Superpitcher, meanwhile, is somewhat closer to ambient pioneer Brian Eno’s original intentions for the genre as "atmospheric music". In truth Aksel Schaufler has never been at his best on these compilations. His experiments are always admirable at this slow tempo, but far from as satisfying as the playful pop-based minimalism that’s so enlivened his solo albums of the past decade. Marsen Jules is methodical on ‘Swans Reflecting Elephants’ too, yet his mix of soft and hard textures offers more interest, at times sounding like he’s literally beating the soft tissue of the track with whatever he can find to hand. It’s probably The Field’s Axel Willner who impresses most out of the returnees, debuting his Loops Of Your Heart project with the closing track ‘Riding The Bikes.’ The warmest sounding track on the compilation, it gracefully unfurls around a blissed-out acoustic guitar loop.

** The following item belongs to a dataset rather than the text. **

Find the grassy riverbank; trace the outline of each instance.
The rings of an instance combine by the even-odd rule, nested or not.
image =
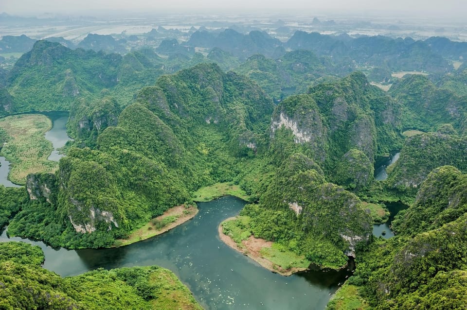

Of the first timers, Morek’s ‘Pan’ is flecked with tints of violin and cello amidst rainfall samples and more conventional sustained aural pleasantries, with fellow Cologne-based label/collective Magazine and Simon Scott opting to play it relatively safe. The latter’s inclusion here is notable in its continuation of the label’s long-held shoegaze influences, perhaps, but the ex-Slowdive man’s ‘For Martha’ is more a symbolic nod than anything too intrinsically linked within the piece itself.
As usual, Pop Ambient 12 is a pleasant listen that offers a diverse range of methods with which to approach the term ‘ambient’. There’s a timeless quality to it all, as there is with much of Kompakt’s output; they truly seem to exist in their own bubble, unconcerned with the fads and trends that govern the huge sprawl of electronic music in 2012, instead content to work away in their studios and labs. Though in the past attracting criticism for sticking too rigidly to their sonic principles, the label’s belief in simply pursuing the music that they like now ensures that, almost 14 years on, they have acquired that rarest of things in an ever changing musical landscape: a sense of consistent identity.